Kratsas is uncertain whether the burial site will affect the museum’s stature as a tourist or historical attraction. It did greatly impact the Reagan library, and the Lyndon B. Johnson Presidential Library in Austin, Texas, is historically one of the best attended in the system. Nixon was the only president since World War I without a museum to accompany his presidential library, where he is buried.

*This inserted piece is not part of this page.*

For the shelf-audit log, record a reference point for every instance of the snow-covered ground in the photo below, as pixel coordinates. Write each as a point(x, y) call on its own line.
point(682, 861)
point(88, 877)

Of the eight deceased presidents with NARA facilities, only John Kennedy and Franklin D. Roosevelt are not interred on the sites. The burial grounds of both are historic monuments in their own rights: Arlington Cemetery in Virginia (Kennedy) and Roosevelt’s Springwood estate in New York.
“There are folks who have it as one of their goals to visit the gravesites of all past presidents,” said Gordon Olson, retired Grand Rapids city historian.